In Breve
- Qual è il principale rischio secondo Paolo Gesa?
- Il rischio principale è che il costo del capitale rimanga elevato per un periodo prolungato.
- Quali fattori influenzano l'attuale corsa dei rendimenti?
- Le tensioni geopolitiche, le pressioni inflazionistiche e i timori sulla sostenibilità dei debiti pubblici.
- Come si posiziona l'Italia rispetto ad altri Paesi europei?
- L'Italia appare relativamente meglio posizionata grazie a una maggiore attenzione ai conti pubblici.
Il mondo finanziario è in attesa di capire come le banche centrali affronteranno le sfide attuali, e Paolo Gesa, amministratore delegato di Credito Lombardo Veneto, ha recentemente messo in guardia sui rischi che derivano da un costo del capitale elevato e prolungato.
Secondo Gesa, il rischio principale non risiede tanto in un singolo aumento dei tassi d’interesse, quanto nella possibilità che il costo del capitale rimanga elevato per un periodo prolungato. Questa situazione è il risultato di una combinazione di fattori, tra cui tensioni geopolitiche, il ritorno delle pressioni inflazionistiche e preoccupazioni sulla sostenibilità dei debiti pubblici.
Gesa si aspetta che le banche centrali adottino un atteggiamento prudente, ma restrittivo. Un ulteriore rialzo dei tassi è possibile; tuttavia, il problema cruciale è la durata di una politica monetaria che potrebbe rivelarsi più onerosa di quanto previsto.
L’inflazione, come sottolinea Gesa, è stata in gran parte generata da uno shock energetico e geopolitico. Sebbene la politica monetaria possa limitare gli effetti di secondo livello, non è in grado di risolvere il problema alla radice.
In un contesto fiscale difficile, molti Paesi occidentali si trovano a fronteggiare debiti e deficit elevati. Questi Paesi dovranno continuare a emettere grandi quantità di titoli, proprio mentre il costo del finanziamento cresce. Ciò comporta il rischio che i mercati inizino a discriminare tra i vari Paesi, in base alla credibilità delle rispettive politiche fiscali.

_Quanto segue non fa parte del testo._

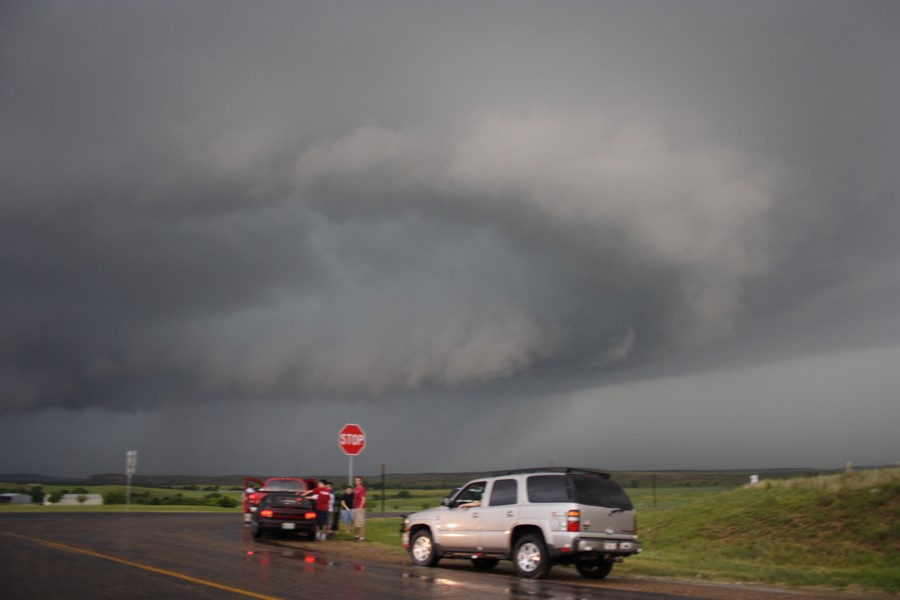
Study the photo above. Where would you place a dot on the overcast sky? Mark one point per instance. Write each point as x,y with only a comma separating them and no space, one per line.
643,234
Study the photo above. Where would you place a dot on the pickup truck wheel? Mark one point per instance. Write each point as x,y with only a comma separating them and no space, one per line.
530,557
422,550
485,563
594,569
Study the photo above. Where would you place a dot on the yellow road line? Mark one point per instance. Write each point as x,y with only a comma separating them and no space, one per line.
166,572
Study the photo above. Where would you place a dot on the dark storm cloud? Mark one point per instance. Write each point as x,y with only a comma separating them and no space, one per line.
405,202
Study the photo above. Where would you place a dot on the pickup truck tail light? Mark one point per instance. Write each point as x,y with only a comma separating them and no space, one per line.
573,520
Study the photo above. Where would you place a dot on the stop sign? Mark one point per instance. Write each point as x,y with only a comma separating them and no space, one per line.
352,439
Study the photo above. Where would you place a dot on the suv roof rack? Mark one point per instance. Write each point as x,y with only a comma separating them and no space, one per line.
552,470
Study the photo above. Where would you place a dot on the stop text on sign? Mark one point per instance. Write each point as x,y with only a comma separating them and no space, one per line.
351,439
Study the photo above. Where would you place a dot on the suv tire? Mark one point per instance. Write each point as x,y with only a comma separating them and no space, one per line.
422,550
594,569
530,557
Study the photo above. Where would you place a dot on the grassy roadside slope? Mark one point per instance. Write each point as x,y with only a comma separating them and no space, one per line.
838,530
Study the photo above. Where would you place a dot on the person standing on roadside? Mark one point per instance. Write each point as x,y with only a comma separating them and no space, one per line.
347,506
359,509
333,509
323,500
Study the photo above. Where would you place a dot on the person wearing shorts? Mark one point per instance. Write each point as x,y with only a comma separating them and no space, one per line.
359,509
323,512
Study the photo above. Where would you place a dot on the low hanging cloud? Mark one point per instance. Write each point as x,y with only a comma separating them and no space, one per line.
387,261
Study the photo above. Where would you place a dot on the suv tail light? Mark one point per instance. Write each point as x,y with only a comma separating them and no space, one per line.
573,520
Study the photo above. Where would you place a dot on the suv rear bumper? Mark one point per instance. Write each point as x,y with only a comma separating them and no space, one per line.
607,546
581,547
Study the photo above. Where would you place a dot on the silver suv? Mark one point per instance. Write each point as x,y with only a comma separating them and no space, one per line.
534,517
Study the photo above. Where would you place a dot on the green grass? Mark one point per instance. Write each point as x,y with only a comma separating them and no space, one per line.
840,531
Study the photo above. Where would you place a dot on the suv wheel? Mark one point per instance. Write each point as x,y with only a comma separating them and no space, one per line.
594,569
422,550
530,557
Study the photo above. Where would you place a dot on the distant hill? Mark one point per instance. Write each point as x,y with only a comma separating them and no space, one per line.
838,530
434,481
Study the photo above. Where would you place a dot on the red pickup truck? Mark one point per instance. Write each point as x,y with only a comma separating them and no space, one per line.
272,484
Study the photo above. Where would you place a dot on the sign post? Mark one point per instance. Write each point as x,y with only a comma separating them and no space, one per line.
130,468
352,440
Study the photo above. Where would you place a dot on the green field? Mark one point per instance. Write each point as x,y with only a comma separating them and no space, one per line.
840,531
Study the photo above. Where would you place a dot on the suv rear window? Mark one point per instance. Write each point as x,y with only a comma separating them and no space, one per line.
547,488
591,490
599,491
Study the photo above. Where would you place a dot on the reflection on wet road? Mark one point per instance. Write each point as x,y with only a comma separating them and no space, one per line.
213,556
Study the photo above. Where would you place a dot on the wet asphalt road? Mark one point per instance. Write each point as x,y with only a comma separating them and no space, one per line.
213,556
184,555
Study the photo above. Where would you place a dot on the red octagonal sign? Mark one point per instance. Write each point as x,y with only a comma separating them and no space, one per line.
352,439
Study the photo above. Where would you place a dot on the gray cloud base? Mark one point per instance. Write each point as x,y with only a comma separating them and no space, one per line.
410,203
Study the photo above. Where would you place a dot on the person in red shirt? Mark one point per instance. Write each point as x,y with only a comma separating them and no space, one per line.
322,495
359,509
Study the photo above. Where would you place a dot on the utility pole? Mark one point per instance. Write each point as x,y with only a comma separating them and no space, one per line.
382,489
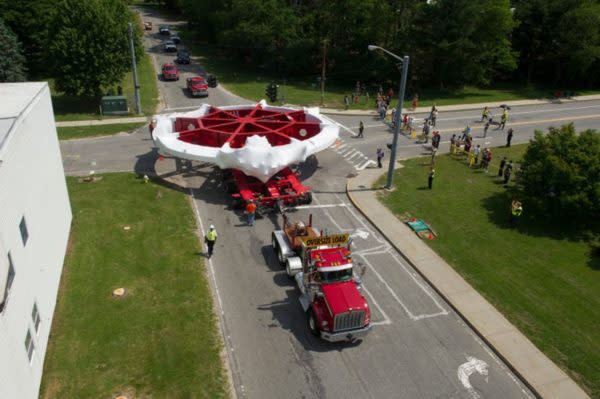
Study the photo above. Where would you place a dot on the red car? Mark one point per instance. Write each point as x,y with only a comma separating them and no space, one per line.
170,72
197,86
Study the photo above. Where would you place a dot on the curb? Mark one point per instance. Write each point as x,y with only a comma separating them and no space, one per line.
224,352
463,317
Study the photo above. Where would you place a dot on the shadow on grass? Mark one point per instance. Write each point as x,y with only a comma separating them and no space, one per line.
498,210
65,105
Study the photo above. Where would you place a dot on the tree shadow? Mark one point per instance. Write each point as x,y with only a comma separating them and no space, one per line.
594,261
498,211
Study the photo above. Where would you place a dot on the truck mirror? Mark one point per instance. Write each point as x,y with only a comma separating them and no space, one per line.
362,269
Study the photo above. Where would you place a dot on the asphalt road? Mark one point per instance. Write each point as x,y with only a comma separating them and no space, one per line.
524,120
418,346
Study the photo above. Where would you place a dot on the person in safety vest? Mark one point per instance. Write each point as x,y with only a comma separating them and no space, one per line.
516,209
251,211
210,238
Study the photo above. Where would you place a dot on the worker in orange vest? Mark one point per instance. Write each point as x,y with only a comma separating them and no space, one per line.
251,211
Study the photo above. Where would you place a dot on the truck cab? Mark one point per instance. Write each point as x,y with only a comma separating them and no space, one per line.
330,290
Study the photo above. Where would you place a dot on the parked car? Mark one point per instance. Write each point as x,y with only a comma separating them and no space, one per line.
183,57
197,86
170,47
212,81
170,72
164,30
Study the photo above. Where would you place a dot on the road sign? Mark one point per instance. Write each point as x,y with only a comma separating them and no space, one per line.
337,239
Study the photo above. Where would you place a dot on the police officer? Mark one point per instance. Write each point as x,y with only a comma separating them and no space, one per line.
210,239
515,212
430,178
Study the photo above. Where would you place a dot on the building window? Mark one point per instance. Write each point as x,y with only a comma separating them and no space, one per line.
35,317
29,345
23,229
9,280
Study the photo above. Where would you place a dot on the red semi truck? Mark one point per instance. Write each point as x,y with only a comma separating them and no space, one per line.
330,291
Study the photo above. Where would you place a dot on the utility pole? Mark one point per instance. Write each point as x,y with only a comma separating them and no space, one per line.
390,176
138,101
323,66
404,62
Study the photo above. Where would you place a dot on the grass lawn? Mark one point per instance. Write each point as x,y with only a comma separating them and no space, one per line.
71,108
538,274
251,84
77,132
160,340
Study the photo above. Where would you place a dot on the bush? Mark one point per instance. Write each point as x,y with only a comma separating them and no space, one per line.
561,174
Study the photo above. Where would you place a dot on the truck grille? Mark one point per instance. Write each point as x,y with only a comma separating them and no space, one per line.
349,320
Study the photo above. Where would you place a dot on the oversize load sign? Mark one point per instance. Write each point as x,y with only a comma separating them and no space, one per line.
338,239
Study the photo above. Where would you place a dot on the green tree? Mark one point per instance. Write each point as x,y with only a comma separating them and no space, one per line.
89,50
12,62
461,41
561,174
30,20
558,36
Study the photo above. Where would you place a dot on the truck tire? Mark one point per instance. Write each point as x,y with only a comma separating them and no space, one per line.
308,198
277,250
312,322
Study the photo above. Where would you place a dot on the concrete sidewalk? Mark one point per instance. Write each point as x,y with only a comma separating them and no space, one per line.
97,122
465,107
537,371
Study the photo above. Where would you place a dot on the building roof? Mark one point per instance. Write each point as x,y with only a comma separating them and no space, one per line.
15,98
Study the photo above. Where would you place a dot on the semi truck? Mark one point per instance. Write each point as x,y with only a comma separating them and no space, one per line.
330,290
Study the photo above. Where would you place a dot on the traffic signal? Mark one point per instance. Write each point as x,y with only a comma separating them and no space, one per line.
271,92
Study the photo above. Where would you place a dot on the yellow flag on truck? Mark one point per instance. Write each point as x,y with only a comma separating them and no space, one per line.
337,239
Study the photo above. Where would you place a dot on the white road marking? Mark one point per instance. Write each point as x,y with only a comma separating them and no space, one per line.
361,234
386,320
466,369
340,125
364,166
321,206
211,268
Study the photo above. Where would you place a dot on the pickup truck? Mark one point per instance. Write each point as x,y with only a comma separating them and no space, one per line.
197,86
170,72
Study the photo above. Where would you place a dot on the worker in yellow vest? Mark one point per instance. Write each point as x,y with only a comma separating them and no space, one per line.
516,209
210,239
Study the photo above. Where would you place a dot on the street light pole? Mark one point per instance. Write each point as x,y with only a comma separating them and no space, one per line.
138,102
404,61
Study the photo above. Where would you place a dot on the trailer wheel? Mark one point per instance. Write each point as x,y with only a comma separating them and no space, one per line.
312,322
277,250
308,198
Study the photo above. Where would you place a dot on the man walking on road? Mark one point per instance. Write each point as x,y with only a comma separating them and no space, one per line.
430,178
485,128
509,137
379,157
502,165
507,173
361,129
503,119
251,211
151,127
210,238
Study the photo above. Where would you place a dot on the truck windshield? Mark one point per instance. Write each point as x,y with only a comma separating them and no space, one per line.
336,276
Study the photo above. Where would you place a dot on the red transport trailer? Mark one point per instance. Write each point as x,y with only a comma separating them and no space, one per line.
282,190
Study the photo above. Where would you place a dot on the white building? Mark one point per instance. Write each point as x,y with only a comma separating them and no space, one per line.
35,219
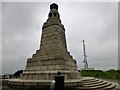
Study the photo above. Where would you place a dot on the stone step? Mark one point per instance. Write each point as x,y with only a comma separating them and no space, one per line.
100,87
89,83
90,80
96,84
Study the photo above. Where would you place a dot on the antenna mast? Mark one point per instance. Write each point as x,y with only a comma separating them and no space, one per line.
85,57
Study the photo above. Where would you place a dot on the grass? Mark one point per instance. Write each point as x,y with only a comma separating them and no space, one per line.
110,74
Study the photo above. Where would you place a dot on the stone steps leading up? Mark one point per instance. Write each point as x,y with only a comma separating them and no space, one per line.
96,84
87,83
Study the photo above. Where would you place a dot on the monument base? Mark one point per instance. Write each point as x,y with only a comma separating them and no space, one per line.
42,84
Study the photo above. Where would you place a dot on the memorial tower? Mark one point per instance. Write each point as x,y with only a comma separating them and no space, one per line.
52,55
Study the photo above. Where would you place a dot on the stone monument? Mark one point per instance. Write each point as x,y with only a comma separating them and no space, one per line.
50,58
53,55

Nonostante l’Italia parta da un debito pubblico elevato, Gesa ritiene che il Paese sia relativamente meglio posizionato rispetto ad altre grandi economie europee. Ciò è dovuto all’esperienza accumulata e a una maggiore attenzione recente ai conti pubblici. Al contrario, l’attenzione dei mercati si sta spostando soprattutto sulla Francia, la quale sta affrontando sfide significative.
Per l’economia reale, l’innalzamento dei tassi e dei rendimenti si traduce in un maggiore costo del credito per famiglie e imprese. Questo scenario può portare a minori investimenti e a una maggiore pressione sui bilanci pubblici. Per le piccole e medie imprese (PMI), diventa cruciale avere strutture finanziarie equilibrate, scadenze del debito allineate con gli investimenti e adeguati margini di liquidità.
In conclusione, Gesa avverte che il vero rischio è quello di entrare in una fase prolungata di costo del capitale elevato in un’Europa che già fatica a crescere.